Co-designed by Harlan Ellison, who added a few more details (notably a colony of humans in statis on the moon) and published by Cyberdreams – known for its sci-fi cyberpunk games with adult, philosophical and violent content – in 1995, the game is a classic point-and-click-adventure game that builds on the characters of the humans that AM has kept alive, and who – in the game – constructs an adventure for each of them building on their fears, terrors and hopes. The highlight of the game is AM itself, and not just because it’s menacingly voiced by none other than Harlan Ellison himself!
You play each of the five humans in turn and at the end of it all, if you’ve done it right, there are four ways in which the game can end. The first three – with minor variations depending on the player’s choices – end just like the short story does. There is a fourth ending, and that is the one where you end up saving humanity and Earth.
And if you’re wondering how you’ll get to play a cult sci-fi PC game from the 90s – like I did recently – worry not. After spending years as abandonware, I Have No Mouth, and I Must Scream saw the light of day again when Night Dive Studio acquired the rights and re-released it. The game is currently available for iOS and android and also on GOG.com and Steam for just about $6 (299 INR on Steam), and it’s well worth it — both the money spent purchasing it and the time spent playing it.
And now for the announcement of the three winners of the NWW contest, two of whom are past winners! The challenge, if you remember, was to construct a mock Latin message or protest slogan (along the lines of ‘Nolite Te Bastardes Carborundorum‘ from Margaret Atwood’s The Handmaid’s Tale) and tweet it to us with its meaning in English.
There were quite a few entries, but winning a copy each are:
Vidhu Vinod for her entry ‘Saevit hiems, nox pugnam‘ (Rage the storm, fight the night)
Dharmedra D for his slogan for those fighting big pharma, ‘Inter pharma enim silent ages‘ (a remix of Cicero’s ‘Inter arma enim silent leges’ which means ‘in wartime, law is silent’)
Venkatasubramanian Chandrasekaran for ‘Carpe Diem non Carne mensa‘ (Seize the day not the meat on my table).
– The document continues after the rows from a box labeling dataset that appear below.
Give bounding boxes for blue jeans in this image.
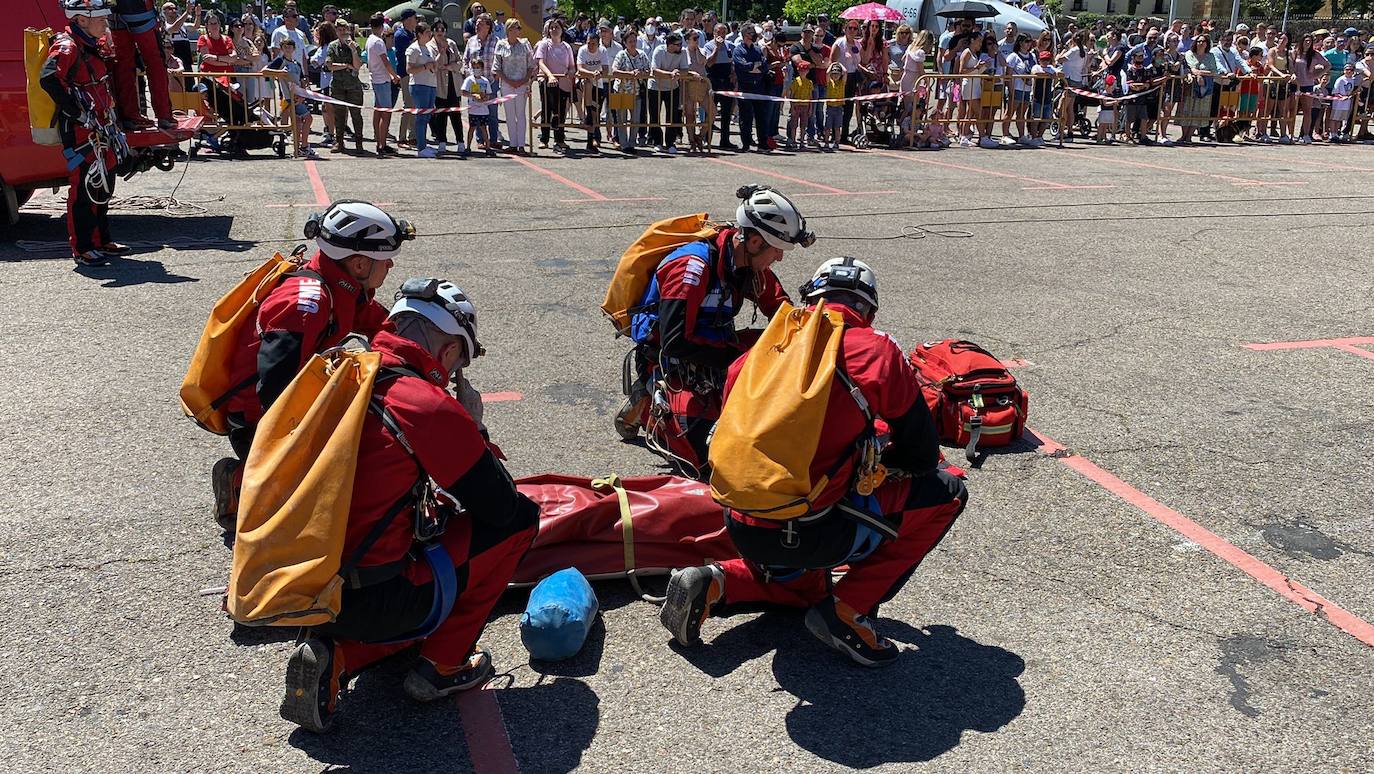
[807,84,826,140]
[764,84,782,140]
[411,84,438,151]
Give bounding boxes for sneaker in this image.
[210,456,243,532]
[658,565,725,648]
[807,598,901,667]
[403,650,492,701]
[71,250,110,267]
[280,637,346,734]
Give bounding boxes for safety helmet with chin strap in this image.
[387,278,486,368]
[305,199,415,261]
[797,256,878,312]
[62,0,111,19]
[735,186,816,252]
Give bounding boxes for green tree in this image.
[782,0,856,25]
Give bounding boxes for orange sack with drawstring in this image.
[228,352,382,626]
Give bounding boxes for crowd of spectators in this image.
[153,0,1374,158]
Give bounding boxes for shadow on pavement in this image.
[682,613,1025,769]
[287,650,600,774]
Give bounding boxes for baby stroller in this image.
[191,78,287,158]
[1048,81,1106,140]
[853,90,901,148]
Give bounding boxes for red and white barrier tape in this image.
[295,87,525,115]
[714,89,916,104]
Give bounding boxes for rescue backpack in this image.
[181,245,333,436]
[225,348,459,642]
[709,301,890,529]
[602,212,725,335]
[227,352,382,626]
[911,338,1028,466]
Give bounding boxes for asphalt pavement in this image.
[0,136,1374,773]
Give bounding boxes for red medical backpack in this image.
[911,338,1026,466]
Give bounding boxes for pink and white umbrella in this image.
[840,3,907,22]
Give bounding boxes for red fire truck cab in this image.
[0,0,201,225]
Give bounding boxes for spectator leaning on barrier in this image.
[464,14,502,144]
[367,14,401,155]
[534,19,574,153]
[324,22,364,154]
[392,8,419,148]
[267,37,317,158]
[405,22,439,158]
[734,25,769,153]
[701,23,736,150]
[683,29,716,153]
[492,19,537,155]
[611,25,650,154]
[430,19,467,154]
[649,33,687,154]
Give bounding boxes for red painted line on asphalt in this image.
[458,687,519,774]
[1051,148,1307,186]
[1205,146,1374,172]
[1331,344,1374,360]
[482,392,525,403]
[1026,428,1374,648]
[868,150,1093,191]
[305,161,330,208]
[787,191,901,198]
[507,155,610,202]
[558,197,664,205]
[706,158,853,195]
[1245,335,1374,352]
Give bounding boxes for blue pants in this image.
[411,84,438,151]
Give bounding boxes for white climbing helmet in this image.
[305,199,415,261]
[797,256,878,312]
[735,186,816,250]
[389,278,486,367]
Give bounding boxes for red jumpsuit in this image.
[316,331,539,674]
[110,0,172,121]
[647,228,787,470]
[720,307,969,615]
[225,252,387,459]
[38,22,118,256]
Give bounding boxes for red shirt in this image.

Congratulations Vidhu, Dharmendra and Venkatasubramanian! Do let us have your mailing address and contact details, and you’ll have your copy soon. Happy reading!
On that happy note, I bid you farewell wishing you to Live Long and Prosper and I’ll see you next Friday as we continue our journey into sci-fi territory, with another edition of New World Weekly only on FactorDaily.